Skocz do zawartości
Mariusz Saint

Polecanki!

Polecane posty

Mam pytanko odnośnie anime Soul Eater. Wyczaiłem z niego taką oto przekozacką AMVałkę

i chciałem się was zapytać. Czy warto? Ogólnie taki odjechany groteskowo-halloweenowy klimat i cała ta nie mniej szalona kreska bardzo trafiają w moje gusta. Czytałem jednak różne opinie i nie wszystkie były dla animca pochlebne. Nie chciałbym więc marnować czasu na coś co zmęczy mnie po kilkunastu odcinkach (a ma ich zdaje się 51), a za tasiemcowatą mangę też jakoś nie mam ochoty się łapać (mimo, że ponoć od anime lepsza).

A więc, co możecie mi o tym tytule powiedzieć? Oglądaliście i jak było?

Proszę nie wrzucać filmików w takiej postaci, jedynie linki - Felessan

Link do komentarza
Udostępnij na innych stronach

Czy warto? Myślę, że jak najbardziej. Oglądałem już dość dawno temu ale pamiętam, że naprawdę fajnie się przy nim bawiłem. Postacie są ciekawe, walki wyglądają fajnie, dużo humoru (szczególnie Excalibur ;d) no i jeden z (przynajmniej dla mnie) największych plusów to Black Star, tej postaci po prostu nie da się nie lubić. Jak najbardziej polecam to anime każdemu kto jeszcze go nie oglądał.

Link do komentarza
Udostępnij na innych stronach

Po trzech, albo czterech latach przerwy postanowiłem obejrzeć sobie jakieś anime. Padło na Bleacha z kilku powodów: był to jeden z moich ulubionych tasiemców w gimnazjum. Nie skończyłem go i zgubiłem całkowicie wątek, a jako, że nie wychodzą już tego następne odcinki to jest to idealny moment na to, by nadrobić historię. Na celowniku mam też Naruto, bo całego nie skończyłem, chociaż tutaj będzie problem nadgonić całość. I stąd moje pytanie: co polecacie jeszcze klimatach wyżej wymienionych anime? Może być coś dłuższego, albo krótszego (nie robi mi to różnicy). Ewentualnie jak nie ma nic dobrego w tych klimatach to może coś z kryminałów? Nie pamiętam większości tytułów anime, które kiedyś oglądałem, więc jak padną jakieś propozycję powiem, czy oglądałem dany tytuł.

Link do komentarza
Udostępnij na innych stronach

Ja tam z miejsca polecę Shingeki no Kyojin, czyli prawdziwy hit tego roku. Jest to taka mroczniejsza wersja tasiemców w stylu Naruto i Bleacha, która do tego lubi łamać znane z takich anime schematy. A wygląda to wszystko naprawdę fenomenalnie. Początek anime może się trochę wlec, ale IMO im dalej tym lepiej. Serial ma na razie 25 odcinków (+ 1 specjalny), ale druga seria to pewniak (szkoda tylko, że nie wiadomo kiedy będzie, zaś manga cały czas wychodzi (ma teraz 50+ rozdziałów).

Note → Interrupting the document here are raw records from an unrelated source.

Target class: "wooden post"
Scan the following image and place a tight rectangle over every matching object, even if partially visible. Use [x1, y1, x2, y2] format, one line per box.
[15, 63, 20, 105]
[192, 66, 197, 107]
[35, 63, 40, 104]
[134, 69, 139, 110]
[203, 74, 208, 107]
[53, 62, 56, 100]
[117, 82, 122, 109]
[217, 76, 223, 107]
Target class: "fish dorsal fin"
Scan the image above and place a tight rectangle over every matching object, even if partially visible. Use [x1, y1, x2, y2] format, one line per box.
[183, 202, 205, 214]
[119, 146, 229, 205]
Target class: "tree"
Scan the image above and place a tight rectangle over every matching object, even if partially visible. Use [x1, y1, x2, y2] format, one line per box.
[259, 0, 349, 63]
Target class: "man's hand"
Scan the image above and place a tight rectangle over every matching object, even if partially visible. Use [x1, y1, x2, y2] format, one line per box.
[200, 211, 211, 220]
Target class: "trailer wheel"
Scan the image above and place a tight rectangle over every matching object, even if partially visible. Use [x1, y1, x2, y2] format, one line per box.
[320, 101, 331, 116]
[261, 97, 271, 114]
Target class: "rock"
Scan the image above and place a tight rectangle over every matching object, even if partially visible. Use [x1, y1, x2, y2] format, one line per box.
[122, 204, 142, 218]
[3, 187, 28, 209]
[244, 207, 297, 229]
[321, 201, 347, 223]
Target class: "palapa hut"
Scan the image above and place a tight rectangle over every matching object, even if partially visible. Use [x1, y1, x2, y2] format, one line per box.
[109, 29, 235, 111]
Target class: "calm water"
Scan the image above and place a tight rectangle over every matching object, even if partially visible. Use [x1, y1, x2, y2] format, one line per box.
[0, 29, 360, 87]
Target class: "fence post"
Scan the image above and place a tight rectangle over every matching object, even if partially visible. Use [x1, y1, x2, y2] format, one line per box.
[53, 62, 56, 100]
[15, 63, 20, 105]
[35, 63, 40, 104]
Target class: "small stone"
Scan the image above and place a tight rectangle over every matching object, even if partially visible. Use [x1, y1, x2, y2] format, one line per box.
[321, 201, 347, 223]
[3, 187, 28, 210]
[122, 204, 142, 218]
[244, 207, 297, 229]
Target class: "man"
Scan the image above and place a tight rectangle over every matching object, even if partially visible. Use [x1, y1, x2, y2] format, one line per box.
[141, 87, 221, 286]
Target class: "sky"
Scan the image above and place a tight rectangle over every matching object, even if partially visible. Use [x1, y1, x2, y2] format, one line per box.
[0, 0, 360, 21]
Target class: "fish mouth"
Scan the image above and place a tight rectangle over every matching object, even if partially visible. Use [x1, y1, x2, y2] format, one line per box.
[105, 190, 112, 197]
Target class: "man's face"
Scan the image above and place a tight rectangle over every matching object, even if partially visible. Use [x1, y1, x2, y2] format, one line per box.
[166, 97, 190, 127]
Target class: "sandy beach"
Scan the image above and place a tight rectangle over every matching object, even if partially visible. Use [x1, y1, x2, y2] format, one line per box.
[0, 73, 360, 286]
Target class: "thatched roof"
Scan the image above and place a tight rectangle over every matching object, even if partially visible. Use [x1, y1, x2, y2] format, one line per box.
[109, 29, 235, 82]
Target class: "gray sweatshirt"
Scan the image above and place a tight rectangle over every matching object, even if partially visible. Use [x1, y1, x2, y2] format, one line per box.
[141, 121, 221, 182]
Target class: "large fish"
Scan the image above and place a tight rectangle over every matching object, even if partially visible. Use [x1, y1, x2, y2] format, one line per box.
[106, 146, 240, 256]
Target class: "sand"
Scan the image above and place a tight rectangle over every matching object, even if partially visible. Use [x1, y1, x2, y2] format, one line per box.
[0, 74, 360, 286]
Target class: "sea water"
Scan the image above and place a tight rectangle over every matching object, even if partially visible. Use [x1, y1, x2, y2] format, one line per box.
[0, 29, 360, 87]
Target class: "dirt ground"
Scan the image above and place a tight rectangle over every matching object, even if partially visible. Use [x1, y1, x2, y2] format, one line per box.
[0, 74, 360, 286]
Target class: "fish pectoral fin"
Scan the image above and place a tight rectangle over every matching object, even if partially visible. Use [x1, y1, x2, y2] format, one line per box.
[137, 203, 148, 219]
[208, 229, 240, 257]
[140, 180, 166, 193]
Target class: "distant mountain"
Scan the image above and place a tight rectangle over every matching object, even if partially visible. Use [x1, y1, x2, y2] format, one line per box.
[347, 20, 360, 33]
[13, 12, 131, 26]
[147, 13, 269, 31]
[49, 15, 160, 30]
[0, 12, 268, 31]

Kryminały? Death Note i Monster to pierwsze i jedyne co przychodzi mi do głowy, a może pasować do tej kategorii. Niestety sam jakoś też nie umiałem za bardzo trafić tu na jakieś ciekawe tytuły. Może jeszcze Darker than Black? Oczywiście wszystko co wymieniam i tak jest warte obejrzenia, nawet jeśli nie wpasowuje się idealnie we wszystkie kategorie. :P

Link do komentarza
Udostępnij na innych stronach

Death Note i Monster to pierwsze i jedyne co przychodzi mi do głowy

Death Note i Monstera oglądałem. Do tego pierwszego z chęcią bym wrócił, chociaż zawsze gdy myślę o zakończeniu to mnie skręca i mówię sobie, że obejrzę kiedy indziej.

Może jeszcze Darker than Black?

Też zaliczone :3

Ja tam z miejsca polecę Shingeki no Kyojin

Jak skończę Bleacha to może będzie więcej odcinków, to będę miał co nadrabiać :D

Początek anime może się trochę wlec, ale IMO im dalej tym lepiej.

Jak w większości tasiemców :D

Edytowano przez Devius
Link do komentarza
Udostępnij na innych stronach

"W tych klimatach" czyli tasiemcowatych? One Piece, Fairy Tail, Gintama(komedia - tasiemiec), Hunter x Hunter.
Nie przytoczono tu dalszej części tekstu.